Except there is no paint and there is no object. This is virtual painting, after all, and what Mallory Shaw is seeing is occurring only through the visor she is wearing and on a computer screen situated just beside her.
“It’s awesome. That was fun,” she said, of the opportunity to check out one of the components of a new Mobile Learning Centre that was being demonstrated at the Truro campus of the Nova Scotia Community College (NSCC) on Friday.
“The unit is fabulous and it just gives more access to people, shows that we’re progressive, that we’re there ready for what is needed in Nova Scotia,” said Mallory Shaw, a teacher in School of Business faculty at the campus. “This is an incredible work space. I would love to teach here.”
Campus principal Kevin Quinlan described the unit as a part of the “future of training” that will see a new form of classroom coming to the community “rather than the communities coming to us.”
“Industry can take advantage of this,” he said of the mobile unit. “Programs that are not available now, say in Truro, we could make available here for a year.
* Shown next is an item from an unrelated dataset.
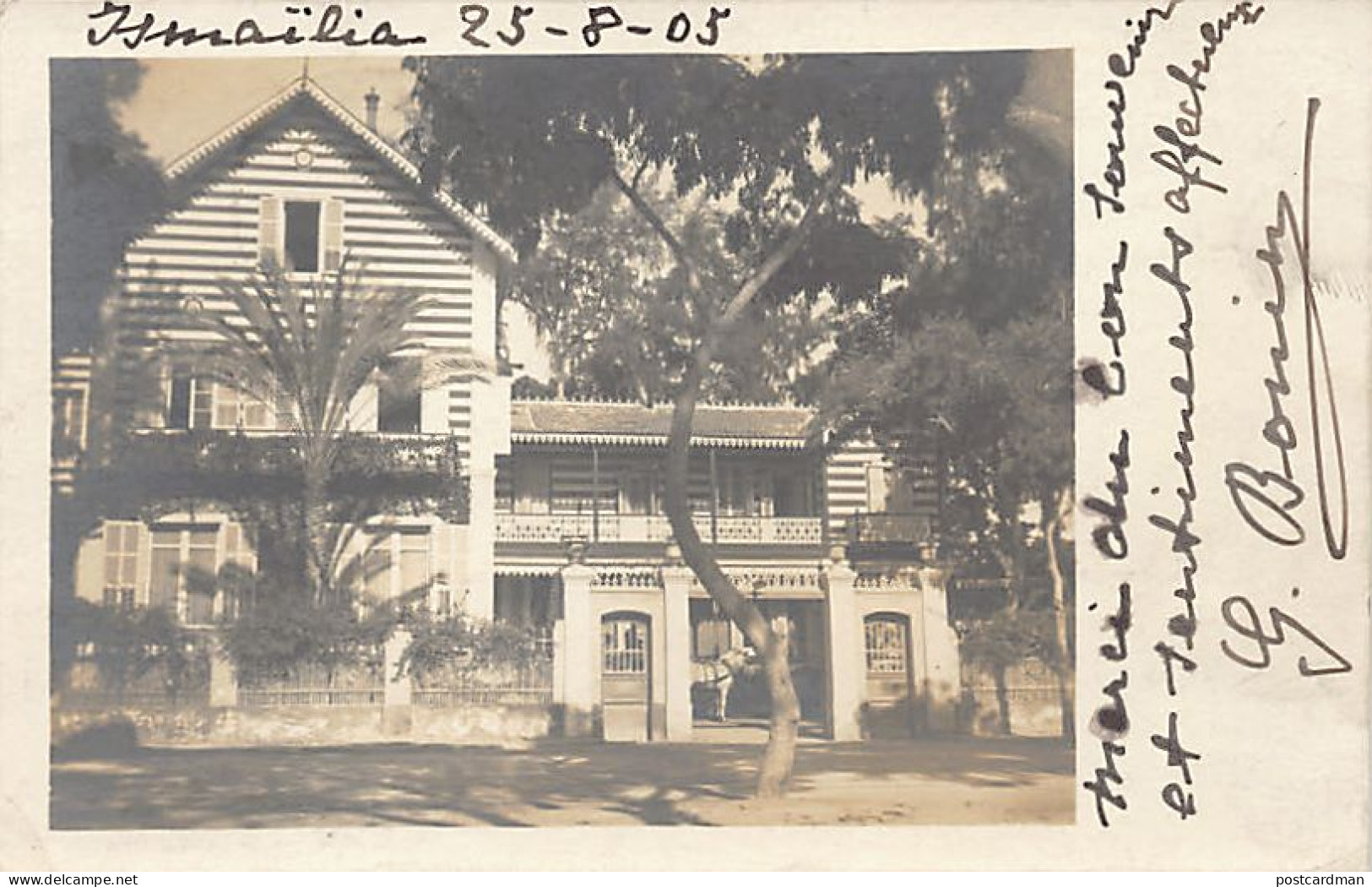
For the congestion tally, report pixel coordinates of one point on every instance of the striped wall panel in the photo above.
(390, 232)
(847, 483)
Then it moves onto somewhere else where a program is needed.”
The mobile learning centre consists of two (tractor) trailer units that interlock to form a training – or workshop – space capable of offering a number of different programs.
“It’s an articulated unit that can pretty well run any trade,” said Dave MacMillan, academic chairman for Trades and Technology at the Institute of Technology campus in Halifax.
“It’s an extremely high-technologically advanced innovative way to have mobile training for our tradesmen as well as multiple other programs that are run through the Nova Scotia Community College.”
As well as providing students, apprentices or tradesmen the ability to learn the basics of spray painting techniques - without using an actual drop of paint - the centre offers the same capability for welding, some aspects of automotive-repair, pipe fitting, steam fitting or industrial mechanic training. “Even in some areas that may need machinist training we can put lathes (or) milling machines on this unit and we can do that type of training as well,” MacMillan said.
“Environmentally it makes a lot more sense too,” he said, because it allows students to learn the basics of a given application without using paints or metals or other materials.
“He can do it virtually and get the feel, the sound, the sense of it,” MacMillan said. “The virtual side is extremely realistic. Our brains are amazing things and when they see things, they believe it’s real. And with the virtual side that’s exactly what we’re getting out of it, a realistic feel a realistic effect, and when they go into the actual shop, they’re not wasting a lot of material and we can save some money.”
At this point, the mobile learning centre is the only one of its kind in the province and is currently being used solely for demonstrations purposes.
“We’re trying to get the word out and we’re showing it off and we’re making sure that people understand the high capability of this unit,” MacMillan said.
Eventually, however, the unit could be set up on road trips to offer any one of a number training programs at any one of the 22 NSCC campuses across the province.